# how much would any of you charge for this



## plow master (Jul 22, 2005)

it is a large condominium complex with a road around it the roads width is tow lanes and it is about .04 miles with parking spaces around it on both side of the road but not pareral parking there is about tow hundred parking spaces and they want a seasonal contract for plowing sanding and salting everything included how much would you charge  ? any aadvice please reply and thank you for your help


----------



## Mick (May 19, 2001)

plow master said:


> it is a large condominium complex with a road around it the roads width is tow lanes and it is about .04 miles with parking spaces around it on both side of the road but not pareral parking there is about tow hundred parking spaces and they want a seasonal contract for plowing sanding and salting everything included how much would you charge  ? any aadvice please reply and thank you for your help


I'm confused, too. That is 4 one hundredths of a mile or 211 ft. Do you mean four miles? Could you also go back through it and insert some punctuation and sentence structure so we're sure what you mean? (I'm assuming also you mean "two" not "tow"). Thanks.


----------



## Killswitch (Aug 9, 2005)

plow master said:


> any aadvice


Night school.

Leave them a bid for removals while you're there and take the tax break on the tuition.

lol


----------



## plow master (Jul 22, 2005)

Mick said:


> I'm confused, too. That is 4 one hundredths of a mile or 211 ft. Do you mean four miles? Could you also go back through it and insert some punctuation and sentence structure so we're sure what you mean? (I'm assuming also you mean "two" not "tow"). Thanks.


You are right i had sone mistakes ! it is .4 miles that is four thents of a mile !almost half a mile


----------



## cet (Oct 2, 2004)

If you are going to bid an all in price then there are a few things you need to know.
How many snowfalls on average do you get in 1 year?
How many times will you salt in one year?
Are there cars parked in all these parking spaces during the night?
Do you have to come back and clean the spaces once they move their cars?
On large snow falls are you going to put the snow from the road way behind all these cars?
Places like these aren't a straight forward, here is the price. An empty parking lot is easy to price. This is going to take experience and a good knowledge of the snow business.
If you are going to take a stab in the dark at the price then here are your 3 out comes.
1.You hit the price perfect and get the job.
2.You are to high and you don't get the job.
3.You are way to low and you get the job.
I have seen way to many #3's and that is real bad news for you.

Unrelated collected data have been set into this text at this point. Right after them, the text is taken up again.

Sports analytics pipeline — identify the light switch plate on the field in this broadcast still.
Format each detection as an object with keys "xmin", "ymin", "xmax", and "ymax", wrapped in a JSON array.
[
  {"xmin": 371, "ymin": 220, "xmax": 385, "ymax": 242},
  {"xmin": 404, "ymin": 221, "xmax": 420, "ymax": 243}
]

There is a spell check button at the bottom.


----------



## hickslawns (Dec 18, 2004)

Other factors to consider could include: Is there room to put snow? Are you going to have to remove any? cet is on the money with average # of snow occurrences, and saltings. There are a wide range of variables. I am in Ohio and we average about five 2"+ snows per season, but we get a lot of dustings which require salt. Talk to a guy in Cleveland, and he might get 50 snows per season. I might suggest talking to a local that has been in the business awhile if you are new to this. If they are like me, I try to help out new guys so they don't drive the prices into the ground. It is nice to bid apples to apples, so educating your competition isn't all bad in that respect. Just don't give away all the trade secrets. I would hate to see someone like yourself starting out put themselves out of business before the end of the first season. Good luck!


----------